There were two other rooms in the house where he had rented his. In one of the rooms lived a student and in the other a guy and a girl who would go at it day and night. Goody could hear everything but being the good guy that he was he never said a word. One evening when they were just about over with their day love making and before starting the night love making, they began to fight. They shouted at each other all through the night and until morning. When he came back from work with the string of bagels in his hand, Goody found the girl crying; being the good guy that he was, he gave her a bagel. Through tears and hiccups he understood that she was pregnant, had no money to pay the room and nowhere to go. Goody, being the good guy that he was took her in in his room nd gave her the remaining bagels while he slept on the floor with his head on the bag of dirty clothes.

 
In the morning, before going to work he went to the landlord and paid the rent, his and theirs – that of the girl and of the man who had left her.
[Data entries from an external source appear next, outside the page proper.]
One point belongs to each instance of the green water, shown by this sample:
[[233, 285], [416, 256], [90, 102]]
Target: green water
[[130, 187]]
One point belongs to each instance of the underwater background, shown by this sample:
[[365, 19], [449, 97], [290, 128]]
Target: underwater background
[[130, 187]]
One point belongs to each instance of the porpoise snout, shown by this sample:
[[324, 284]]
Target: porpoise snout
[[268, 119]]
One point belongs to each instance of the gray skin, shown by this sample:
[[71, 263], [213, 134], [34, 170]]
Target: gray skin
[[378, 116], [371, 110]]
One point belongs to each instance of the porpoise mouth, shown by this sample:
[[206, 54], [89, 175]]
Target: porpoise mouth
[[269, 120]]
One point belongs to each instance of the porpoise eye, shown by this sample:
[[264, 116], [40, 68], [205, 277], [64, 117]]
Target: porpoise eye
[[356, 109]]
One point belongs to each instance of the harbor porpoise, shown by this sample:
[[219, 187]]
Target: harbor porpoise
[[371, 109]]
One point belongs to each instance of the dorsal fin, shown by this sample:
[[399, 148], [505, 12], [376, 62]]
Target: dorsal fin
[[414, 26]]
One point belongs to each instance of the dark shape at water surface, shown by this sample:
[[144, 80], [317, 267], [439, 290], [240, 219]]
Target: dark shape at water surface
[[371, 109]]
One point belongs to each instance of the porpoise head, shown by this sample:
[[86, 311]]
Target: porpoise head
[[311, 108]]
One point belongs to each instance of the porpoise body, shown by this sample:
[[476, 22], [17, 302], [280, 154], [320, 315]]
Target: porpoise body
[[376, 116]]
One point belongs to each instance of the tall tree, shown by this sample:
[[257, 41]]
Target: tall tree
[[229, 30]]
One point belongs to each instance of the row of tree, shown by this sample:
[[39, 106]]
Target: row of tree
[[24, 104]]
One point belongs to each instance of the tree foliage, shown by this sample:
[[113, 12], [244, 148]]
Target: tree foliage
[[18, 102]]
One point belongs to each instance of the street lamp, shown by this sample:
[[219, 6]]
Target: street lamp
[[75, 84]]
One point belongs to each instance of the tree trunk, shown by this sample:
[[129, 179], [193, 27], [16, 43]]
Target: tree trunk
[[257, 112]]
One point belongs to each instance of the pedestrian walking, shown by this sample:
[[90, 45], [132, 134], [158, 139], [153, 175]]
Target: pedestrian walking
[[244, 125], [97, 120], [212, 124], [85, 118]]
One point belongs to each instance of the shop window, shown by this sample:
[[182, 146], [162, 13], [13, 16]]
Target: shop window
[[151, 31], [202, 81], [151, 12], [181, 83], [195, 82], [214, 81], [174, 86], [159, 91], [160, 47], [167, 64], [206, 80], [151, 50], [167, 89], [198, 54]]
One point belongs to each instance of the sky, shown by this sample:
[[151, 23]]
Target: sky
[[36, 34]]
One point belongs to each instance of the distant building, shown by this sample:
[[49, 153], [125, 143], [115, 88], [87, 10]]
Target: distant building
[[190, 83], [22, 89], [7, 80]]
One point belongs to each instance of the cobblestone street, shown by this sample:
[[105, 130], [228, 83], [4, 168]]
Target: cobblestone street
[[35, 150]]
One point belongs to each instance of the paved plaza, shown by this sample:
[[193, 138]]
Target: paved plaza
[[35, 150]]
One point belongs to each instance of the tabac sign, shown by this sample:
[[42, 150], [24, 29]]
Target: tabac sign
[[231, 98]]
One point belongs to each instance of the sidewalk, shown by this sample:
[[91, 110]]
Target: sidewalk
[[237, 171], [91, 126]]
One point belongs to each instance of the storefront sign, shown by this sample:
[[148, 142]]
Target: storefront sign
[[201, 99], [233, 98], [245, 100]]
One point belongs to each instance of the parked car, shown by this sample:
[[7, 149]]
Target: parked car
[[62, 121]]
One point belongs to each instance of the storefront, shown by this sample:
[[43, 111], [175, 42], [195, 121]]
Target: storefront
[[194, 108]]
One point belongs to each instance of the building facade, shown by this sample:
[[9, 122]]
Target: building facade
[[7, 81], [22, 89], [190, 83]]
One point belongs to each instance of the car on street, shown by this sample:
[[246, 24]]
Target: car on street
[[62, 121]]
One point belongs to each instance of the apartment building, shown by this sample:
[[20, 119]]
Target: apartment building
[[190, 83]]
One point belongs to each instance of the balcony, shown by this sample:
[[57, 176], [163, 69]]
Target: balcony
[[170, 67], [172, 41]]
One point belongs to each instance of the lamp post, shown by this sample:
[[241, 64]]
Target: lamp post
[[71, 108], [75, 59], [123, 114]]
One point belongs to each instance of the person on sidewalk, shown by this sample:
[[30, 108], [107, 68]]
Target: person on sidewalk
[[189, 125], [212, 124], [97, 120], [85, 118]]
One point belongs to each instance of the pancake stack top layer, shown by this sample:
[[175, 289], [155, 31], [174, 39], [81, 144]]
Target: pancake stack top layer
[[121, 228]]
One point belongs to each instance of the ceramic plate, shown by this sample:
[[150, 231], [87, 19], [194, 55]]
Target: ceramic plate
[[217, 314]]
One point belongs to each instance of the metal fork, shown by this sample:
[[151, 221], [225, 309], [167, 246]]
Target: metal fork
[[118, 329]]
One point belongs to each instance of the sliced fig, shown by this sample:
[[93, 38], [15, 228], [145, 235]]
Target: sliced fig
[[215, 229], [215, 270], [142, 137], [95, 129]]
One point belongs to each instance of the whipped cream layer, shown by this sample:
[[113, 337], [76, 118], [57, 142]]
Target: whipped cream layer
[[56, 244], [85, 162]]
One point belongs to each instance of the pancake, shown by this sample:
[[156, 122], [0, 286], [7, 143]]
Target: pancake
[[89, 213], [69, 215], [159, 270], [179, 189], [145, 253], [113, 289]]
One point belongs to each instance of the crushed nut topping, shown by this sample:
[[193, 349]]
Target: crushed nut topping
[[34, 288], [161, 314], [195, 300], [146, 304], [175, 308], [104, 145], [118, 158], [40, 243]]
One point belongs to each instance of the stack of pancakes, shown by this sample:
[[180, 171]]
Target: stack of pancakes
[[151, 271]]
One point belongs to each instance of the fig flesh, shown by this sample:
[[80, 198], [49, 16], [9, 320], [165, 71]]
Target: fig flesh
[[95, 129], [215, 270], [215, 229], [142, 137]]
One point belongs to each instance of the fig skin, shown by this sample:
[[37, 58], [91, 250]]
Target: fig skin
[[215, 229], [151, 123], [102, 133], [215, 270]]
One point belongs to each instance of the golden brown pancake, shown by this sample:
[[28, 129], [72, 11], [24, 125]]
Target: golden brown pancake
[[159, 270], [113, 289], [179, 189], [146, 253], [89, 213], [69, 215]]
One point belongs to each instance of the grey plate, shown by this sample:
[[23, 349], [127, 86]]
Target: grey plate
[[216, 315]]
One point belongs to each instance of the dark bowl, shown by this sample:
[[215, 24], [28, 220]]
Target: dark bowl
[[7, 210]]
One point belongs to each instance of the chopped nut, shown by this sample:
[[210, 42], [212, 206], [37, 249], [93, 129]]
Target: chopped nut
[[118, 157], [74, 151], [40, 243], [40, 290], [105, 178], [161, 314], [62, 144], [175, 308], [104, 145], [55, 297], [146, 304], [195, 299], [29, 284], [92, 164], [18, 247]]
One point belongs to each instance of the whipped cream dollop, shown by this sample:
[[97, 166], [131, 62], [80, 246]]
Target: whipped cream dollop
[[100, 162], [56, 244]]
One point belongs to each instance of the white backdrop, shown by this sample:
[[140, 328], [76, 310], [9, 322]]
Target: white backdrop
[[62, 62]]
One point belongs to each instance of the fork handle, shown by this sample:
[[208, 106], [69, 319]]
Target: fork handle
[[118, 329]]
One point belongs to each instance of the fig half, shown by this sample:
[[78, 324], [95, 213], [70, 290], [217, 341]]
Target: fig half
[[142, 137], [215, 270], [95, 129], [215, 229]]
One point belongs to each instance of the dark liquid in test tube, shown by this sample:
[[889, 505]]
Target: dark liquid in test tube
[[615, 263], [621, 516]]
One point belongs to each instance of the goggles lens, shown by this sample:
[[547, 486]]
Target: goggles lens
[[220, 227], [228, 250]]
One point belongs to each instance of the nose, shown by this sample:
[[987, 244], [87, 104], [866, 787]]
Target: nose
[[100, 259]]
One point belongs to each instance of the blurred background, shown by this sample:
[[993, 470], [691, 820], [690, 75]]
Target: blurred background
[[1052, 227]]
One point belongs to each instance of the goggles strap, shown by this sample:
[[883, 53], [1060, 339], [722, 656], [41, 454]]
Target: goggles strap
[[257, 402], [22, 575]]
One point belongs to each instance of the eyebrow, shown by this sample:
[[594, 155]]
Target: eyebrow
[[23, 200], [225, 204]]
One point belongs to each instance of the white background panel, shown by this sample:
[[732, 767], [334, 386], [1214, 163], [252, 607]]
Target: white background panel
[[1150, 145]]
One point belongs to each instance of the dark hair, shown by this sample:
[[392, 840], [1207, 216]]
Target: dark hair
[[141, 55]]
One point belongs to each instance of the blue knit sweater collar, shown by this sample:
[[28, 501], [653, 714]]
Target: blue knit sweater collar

It was a Thursday. The next day it was Friday and the week was over. On Saturday morning he got on the train and together with the girl went home to his mother who was waiting for him sitting on the little stool. When she saw the girl, she got up, put another plate, spoon and fork on the table and brought another stool. Monday, back to work. On Monday evening it was the first time they slept together. The bag of dirty clothes for laundry was empty anyway and there would have been nothing for him to rest his head on.

 

After another three months he was called back to his home town. They both went back. They had a big bed so there was enough room for both of them. Now both women were waiting for him when he came back from work. His mother on one little stool and the girl on the other. He ate and they watched him. After a short while she gave birth to twins. A boy and a girl, both looking like little angels. Goody, being the good guy that he was couldn’t recall a happier time in all his life. And neither could his mother. Now, when he comes back from work all four of them are waiting for him. He eats and they watch him.